There is often the view that if you purchase preowned hardware (especially from a third party), that it is not as good as buying it directly from the vendor. However, as one of our previous blogs have examined, buying preowned hardware is just as good, if not better, than getting it straight from the source. But just like anything else, there can be security risks involved. In this blog, we examine those risks and provide tips as to how you can mitigate them.
The Top Security Risks
*Keylogging software may be installed:
Keyloggers are software packages that can be deployed on just about any computer, server, or wireless device. The intention of this is to secretly record what you are typing, which is then transmitted back to the previous hardware owner. Keyloggers can be very difficult to detect.
*Malware could be present:
This is a more advanced version of a Keylogger. For example, it can record your web browsing history, install cookies without your consent, and even search your computer for other types of personal information that you may have stored on the hard drive. In more extreme cases, it can even view your presence through the webcam.
*It could be the target for Cryptojacking:
Cryptomining software typically mines for the virtual currencies, such as Bitcoin, etc. However, this requires more processing power and electrical consumption on part of your preowned hardware. Thus, it could be the case that the seller has actually installed this onto your hardware, so that they can illegally mine for these currencies (which is technically known as “Cryptojacking”). The tell-tale signs of this include slower than normal speeds when using your computer or wireless device.
*Deleted files can still be lurking:
When you delete a file from your computer, there are still traces of it in your hard drive. For example, although you may not see that file anymore where it was originally stored, it is still in your system. All that deleting does is simply mark that specific file so that it can be overwritten with a brand new one. Worst yet, these deleted files could even contain some sort of malware (such as a Trojan Horse) that can be secretly launched when you turn on your preowned hardware for the first time.
How to Mitigate the Risks of Preowned Hardware
Here are some tips to make sure that you stay safe:
*Wipe the hard drive clean:
Before you actually start creating and storing files, make sure that you have wiped out the hard drive just after you purchase your preowned hardware. This is often referred to as “nuking”, and there are many tools available that can help you accomplish this task. Not only will any existing files be completed flushed out, but any “junk” data as well.
*Replace the hard drive:
If for some reason you are unable to “nuke” the hard drive, then the next best option would be to replace it in its entirety. But you have to make sure that you can actually procure this from a reliable source. This all depends on how old your preowned hardware is. The older it is, the more difficult it will be to find the right hard drive.
*Make sure that the BIOS is updated:
Always check for the latest updates as it relates to the BIOS. Make sure that you download and install the latest version, in order to get rid of any surprises that could still be lurking in the preowned hardware. This process is known as “flashing the BIOS”.
Tips to Make Sure That You Avoid These Security Risks
*Make sure that the pre-owned hardware has been 100% refurbished to factory specs:
The hardware needs to have the most updated versions of both firmware and software. It also must be tested to ensure that it is operating within the appropriate specifications. Make sure that it is certified as well.
*Make sure that you have the same warranty plans in place:
You need to double check that the preowned hardware that you are about to purchase is backed by the same warranty plan as the manufacturer offers. In addition to this, you also need to make sure that you have the equivalent support and maintenance plans as well. If this is not in place, you could potentially lose a lot of money if the equipment does not work properly.
*There are no hidden costs:
You should be paying the retail price and nothing more. Be wary of any hidden and inflated costs. If there are any, these should be a red flag to you. Also, be aware of any products in which the “prices are too good to be true”. There could be defects with them, and could even pose a grave security risk to your company.
*Confirm that the reseller is certified by the OEM:
While the prices might be much cheaper at eBay or Amazon, there is no guarantee that the product you are getting has been tested, or even has a warranty plan with it. You should always procure your hardware from an authorized reseller, and one that has been certified by the OEM. That way you are assured that you are buying the real thing.
It is important to keep in mind that not all Cyber attacks have to be digitally related.

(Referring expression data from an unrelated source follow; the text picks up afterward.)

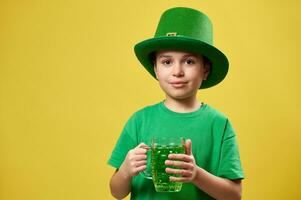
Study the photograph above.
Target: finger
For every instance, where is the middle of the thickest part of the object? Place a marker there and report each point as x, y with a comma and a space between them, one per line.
140, 163
188, 147
184, 173
143, 146
139, 150
179, 179
179, 164
182, 157
141, 168
136, 157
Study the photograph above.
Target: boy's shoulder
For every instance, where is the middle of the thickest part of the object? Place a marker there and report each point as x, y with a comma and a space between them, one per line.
214, 112
146, 110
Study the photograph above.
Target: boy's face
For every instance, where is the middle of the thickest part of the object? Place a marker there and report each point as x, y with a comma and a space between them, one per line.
180, 74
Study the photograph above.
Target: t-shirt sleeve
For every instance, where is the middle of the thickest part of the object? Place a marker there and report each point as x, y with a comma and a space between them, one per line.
230, 164
124, 144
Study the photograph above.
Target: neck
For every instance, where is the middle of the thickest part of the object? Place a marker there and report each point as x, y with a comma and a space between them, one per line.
182, 105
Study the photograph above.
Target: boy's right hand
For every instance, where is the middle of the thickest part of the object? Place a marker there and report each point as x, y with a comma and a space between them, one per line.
135, 161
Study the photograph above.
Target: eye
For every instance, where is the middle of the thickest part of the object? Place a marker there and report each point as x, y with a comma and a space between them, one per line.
190, 61
166, 62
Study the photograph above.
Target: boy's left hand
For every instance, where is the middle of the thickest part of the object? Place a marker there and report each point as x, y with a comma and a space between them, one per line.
185, 163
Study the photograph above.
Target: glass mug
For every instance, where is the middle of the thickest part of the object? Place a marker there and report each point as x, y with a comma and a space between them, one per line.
161, 147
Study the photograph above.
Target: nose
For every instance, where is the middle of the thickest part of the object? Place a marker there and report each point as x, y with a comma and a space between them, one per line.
177, 70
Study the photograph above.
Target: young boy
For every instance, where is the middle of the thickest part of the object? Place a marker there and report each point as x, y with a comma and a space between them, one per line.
181, 57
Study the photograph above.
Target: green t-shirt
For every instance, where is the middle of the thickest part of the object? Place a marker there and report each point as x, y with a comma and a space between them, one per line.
213, 139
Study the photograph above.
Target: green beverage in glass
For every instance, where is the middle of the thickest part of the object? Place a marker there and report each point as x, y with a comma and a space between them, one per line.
160, 149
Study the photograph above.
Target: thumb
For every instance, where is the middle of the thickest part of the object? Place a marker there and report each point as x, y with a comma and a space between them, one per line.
188, 147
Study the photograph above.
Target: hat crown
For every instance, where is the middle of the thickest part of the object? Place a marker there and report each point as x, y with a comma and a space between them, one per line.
185, 22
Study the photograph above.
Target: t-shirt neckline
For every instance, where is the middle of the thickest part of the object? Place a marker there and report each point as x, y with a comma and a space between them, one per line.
178, 114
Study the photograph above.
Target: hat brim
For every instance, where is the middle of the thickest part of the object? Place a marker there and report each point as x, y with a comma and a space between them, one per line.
219, 62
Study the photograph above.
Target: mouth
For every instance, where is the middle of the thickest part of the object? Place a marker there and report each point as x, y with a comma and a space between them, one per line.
178, 84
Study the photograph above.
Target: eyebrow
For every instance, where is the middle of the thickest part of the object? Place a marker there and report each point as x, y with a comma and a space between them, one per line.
185, 55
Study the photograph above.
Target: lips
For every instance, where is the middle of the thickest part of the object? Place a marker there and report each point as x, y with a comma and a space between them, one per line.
178, 84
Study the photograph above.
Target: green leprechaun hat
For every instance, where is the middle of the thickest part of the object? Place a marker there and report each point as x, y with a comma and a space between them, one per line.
184, 29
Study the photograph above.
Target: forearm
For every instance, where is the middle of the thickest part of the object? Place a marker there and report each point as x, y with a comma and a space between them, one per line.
217, 187
120, 184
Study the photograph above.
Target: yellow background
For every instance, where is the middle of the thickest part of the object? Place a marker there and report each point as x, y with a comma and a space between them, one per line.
69, 80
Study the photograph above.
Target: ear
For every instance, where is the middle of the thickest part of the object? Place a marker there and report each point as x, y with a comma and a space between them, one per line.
207, 69
155, 69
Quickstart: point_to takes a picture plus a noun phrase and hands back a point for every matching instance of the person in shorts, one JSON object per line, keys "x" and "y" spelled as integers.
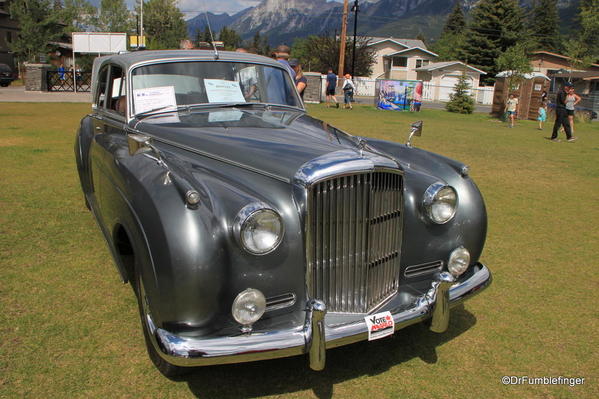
{"x": 511, "y": 107}
{"x": 542, "y": 115}
{"x": 330, "y": 88}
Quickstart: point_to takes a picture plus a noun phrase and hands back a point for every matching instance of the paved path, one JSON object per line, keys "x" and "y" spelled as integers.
{"x": 18, "y": 94}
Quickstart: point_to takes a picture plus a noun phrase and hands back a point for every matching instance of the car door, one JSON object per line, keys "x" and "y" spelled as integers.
{"x": 109, "y": 144}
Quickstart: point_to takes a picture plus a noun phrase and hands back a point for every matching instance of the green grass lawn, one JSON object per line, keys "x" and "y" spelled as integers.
{"x": 69, "y": 328}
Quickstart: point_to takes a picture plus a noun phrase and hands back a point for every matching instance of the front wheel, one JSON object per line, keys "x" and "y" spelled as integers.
{"x": 167, "y": 369}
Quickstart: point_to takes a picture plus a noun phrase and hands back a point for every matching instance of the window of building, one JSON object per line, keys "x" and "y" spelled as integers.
{"x": 401, "y": 62}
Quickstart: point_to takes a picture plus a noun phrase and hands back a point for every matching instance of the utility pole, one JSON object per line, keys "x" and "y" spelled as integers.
{"x": 141, "y": 27}
{"x": 342, "y": 44}
{"x": 355, "y": 9}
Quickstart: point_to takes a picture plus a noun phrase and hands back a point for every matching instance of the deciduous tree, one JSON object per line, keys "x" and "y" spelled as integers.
{"x": 40, "y": 24}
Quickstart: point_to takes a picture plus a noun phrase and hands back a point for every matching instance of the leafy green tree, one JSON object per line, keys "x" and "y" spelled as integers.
{"x": 318, "y": 53}
{"x": 515, "y": 61}
{"x": 449, "y": 45}
{"x": 578, "y": 52}
{"x": 460, "y": 101}
{"x": 589, "y": 27}
{"x": 163, "y": 24}
{"x": 544, "y": 25}
{"x": 456, "y": 22}
{"x": 259, "y": 45}
{"x": 230, "y": 38}
{"x": 40, "y": 24}
{"x": 496, "y": 26}
{"x": 113, "y": 16}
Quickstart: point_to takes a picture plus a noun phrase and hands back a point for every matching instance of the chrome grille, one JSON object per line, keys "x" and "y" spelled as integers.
{"x": 354, "y": 234}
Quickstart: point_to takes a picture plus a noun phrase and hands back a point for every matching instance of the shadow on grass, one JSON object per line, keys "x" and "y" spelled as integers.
{"x": 288, "y": 375}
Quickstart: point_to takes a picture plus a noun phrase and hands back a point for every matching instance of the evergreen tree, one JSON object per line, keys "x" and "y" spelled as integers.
{"x": 39, "y": 25}
{"x": 164, "y": 24}
{"x": 460, "y": 101}
{"x": 544, "y": 25}
{"x": 456, "y": 22}
{"x": 496, "y": 26}
{"x": 114, "y": 17}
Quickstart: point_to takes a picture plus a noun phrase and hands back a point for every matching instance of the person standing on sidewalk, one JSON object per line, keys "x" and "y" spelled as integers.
{"x": 330, "y": 89}
{"x": 511, "y": 107}
{"x": 348, "y": 91}
{"x": 561, "y": 115}
{"x": 571, "y": 100}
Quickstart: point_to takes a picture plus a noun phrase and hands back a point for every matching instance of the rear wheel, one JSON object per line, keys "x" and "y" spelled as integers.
{"x": 167, "y": 369}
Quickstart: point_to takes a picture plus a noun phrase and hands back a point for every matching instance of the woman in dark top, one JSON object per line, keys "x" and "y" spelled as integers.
{"x": 301, "y": 82}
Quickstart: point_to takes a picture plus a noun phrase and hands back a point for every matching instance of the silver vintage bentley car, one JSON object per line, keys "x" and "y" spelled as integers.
{"x": 250, "y": 230}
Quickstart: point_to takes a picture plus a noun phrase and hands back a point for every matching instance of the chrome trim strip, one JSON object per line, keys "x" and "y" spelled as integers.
{"x": 340, "y": 163}
{"x": 215, "y": 157}
{"x": 186, "y": 351}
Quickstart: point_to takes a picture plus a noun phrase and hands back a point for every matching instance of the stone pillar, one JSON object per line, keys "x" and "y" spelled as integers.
{"x": 35, "y": 77}
{"x": 314, "y": 88}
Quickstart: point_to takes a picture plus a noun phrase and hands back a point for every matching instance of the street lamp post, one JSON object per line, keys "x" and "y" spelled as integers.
{"x": 355, "y": 8}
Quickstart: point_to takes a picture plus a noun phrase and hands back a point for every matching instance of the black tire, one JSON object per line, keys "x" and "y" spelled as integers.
{"x": 167, "y": 369}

A lot can happen at the hardware level too, especially when it comes to using portable media devices and other such related items. But even with refurbished hardware, just because everything has been supposedly “wiped clean” does not necessarily mean that there is stuff still not lingering on them, which can pose a very serious security down the road.

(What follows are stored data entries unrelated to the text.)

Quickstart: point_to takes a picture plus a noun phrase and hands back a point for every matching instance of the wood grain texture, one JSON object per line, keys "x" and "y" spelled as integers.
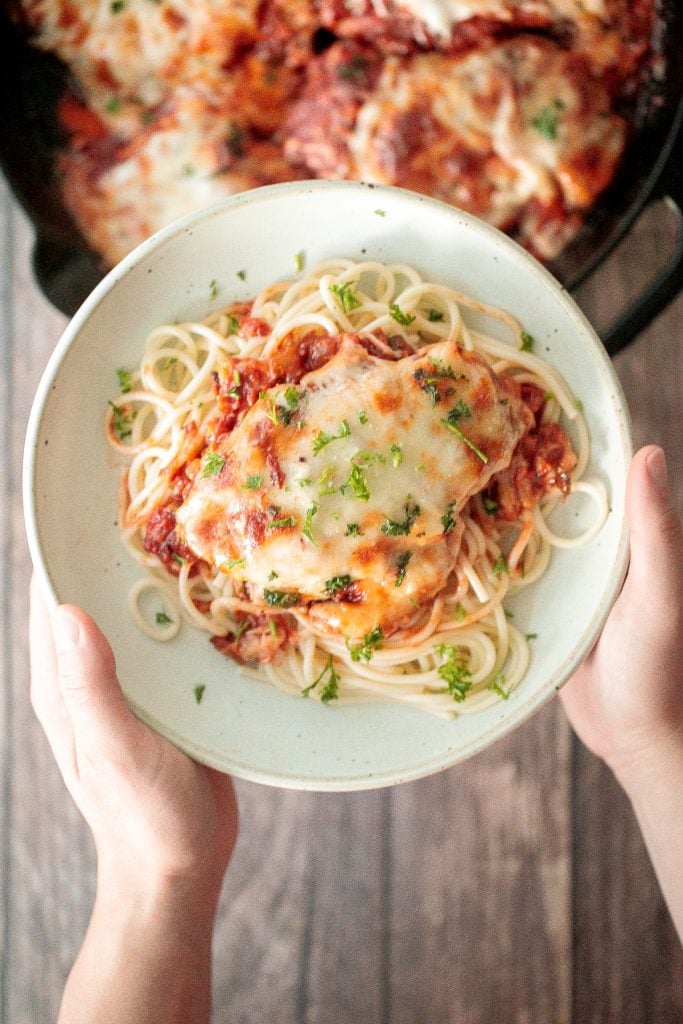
{"x": 512, "y": 888}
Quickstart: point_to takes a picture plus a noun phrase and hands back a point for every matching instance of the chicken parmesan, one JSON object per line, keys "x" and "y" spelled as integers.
{"x": 341, "y": 482}
{"x": 517, "y": 111}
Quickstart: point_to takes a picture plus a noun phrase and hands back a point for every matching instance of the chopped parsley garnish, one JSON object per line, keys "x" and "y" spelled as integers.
{"x": 462, "y": 411}
{"x": 307, "y": 528}
{"x": 125, "y": 380}
{"x": 400, "y": 317}
{"x": 547, "y": 120}
{"x": 371, "y": 642}
{"x": 454, "y": 671}
{"x": 321, "y": 439}
{"x": 283, "y": 523}
{"x": 346, "y": 295}
{"x": 331, "y": 689}
{"x": 392, "y": 528}
{"x": 122, "y": 421}
{"x": 337, "y": 584}
{"x": 213, "y": 464}
{"x": 357, "y": 483}
{"x": 428, "y": 381}
{"x": 282, "y": 598}
{"x": 353, "y": 69}
{"x": 500, "y": 565}
{"x": 401, "y": 566}
{"x": 449, "y": 519}
{"x": 497, "y": 687}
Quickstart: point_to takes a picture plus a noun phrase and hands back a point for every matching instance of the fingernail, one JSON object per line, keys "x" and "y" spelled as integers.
{"x": 66, "y": 631}
{"x": 656, "y": 467}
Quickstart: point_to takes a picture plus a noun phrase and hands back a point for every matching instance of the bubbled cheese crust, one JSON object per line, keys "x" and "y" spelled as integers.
{"x": 399, "y": 478}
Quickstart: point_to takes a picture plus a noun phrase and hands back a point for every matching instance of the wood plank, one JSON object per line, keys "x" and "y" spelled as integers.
{"x": 480, "y": 872}
{"x": 628, "y": 960}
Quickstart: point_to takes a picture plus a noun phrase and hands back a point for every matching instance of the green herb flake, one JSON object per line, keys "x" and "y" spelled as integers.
{"x": 336, "y": 584}
{"x": 496, "y": 685}
{"x": 547, "y": 120}
{"x": 454, "y": 671}
{"x": 392, "y": 528}
{"x": 124, "y": 378}
{"x": 346, "y": 295}
{"x": 400, "y": 317}
{"x": 283, "y": 523}
{"x": 401, "y": 566}
{"x": 307, "y": 528}
{"x": 500, "y": 565}
{"x": 122, "y": 421}
{"x": 235, "y": 563}
{"x": 371, "y": 642}
{"x": 282, "y": 598}
{"x": 213, "y": 464}
{"x": 321, "y": 439}
{"x": 449, "y": 519}
{"x": 331, "y": 689}
{"x": 357, "y": 484}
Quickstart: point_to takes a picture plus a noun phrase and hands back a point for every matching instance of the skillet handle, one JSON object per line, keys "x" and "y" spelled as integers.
{"x": 669, "y": 282}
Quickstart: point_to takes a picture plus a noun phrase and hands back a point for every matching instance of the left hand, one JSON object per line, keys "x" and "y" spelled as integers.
{"x": 156, "y": 815}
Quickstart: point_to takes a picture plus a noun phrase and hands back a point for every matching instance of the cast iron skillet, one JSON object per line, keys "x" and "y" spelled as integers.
{"x": 67, "y": 270}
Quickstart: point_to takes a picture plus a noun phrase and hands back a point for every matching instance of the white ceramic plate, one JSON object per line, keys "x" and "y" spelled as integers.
{"x": 242, "y": 725}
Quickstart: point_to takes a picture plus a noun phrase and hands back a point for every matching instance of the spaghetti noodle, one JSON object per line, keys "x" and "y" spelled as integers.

It’s just like deleting a file, like a .DOC or .XLS file. Just because you do a right click with the mouse and delete it, it is always still in your system. Really in the end, there is no way to guarantee that by getting a refurbished device that it will be totally wiped clean.
Therefore, if you choose to get refurbished equipment, then always make sure to go with a very reputable dealer, as stated before, and get the best warranty plan that is possible, so if something does go wrong, at least it can be fixed or replaced.
Remember, it comes down to this old adage: You get what you pay for.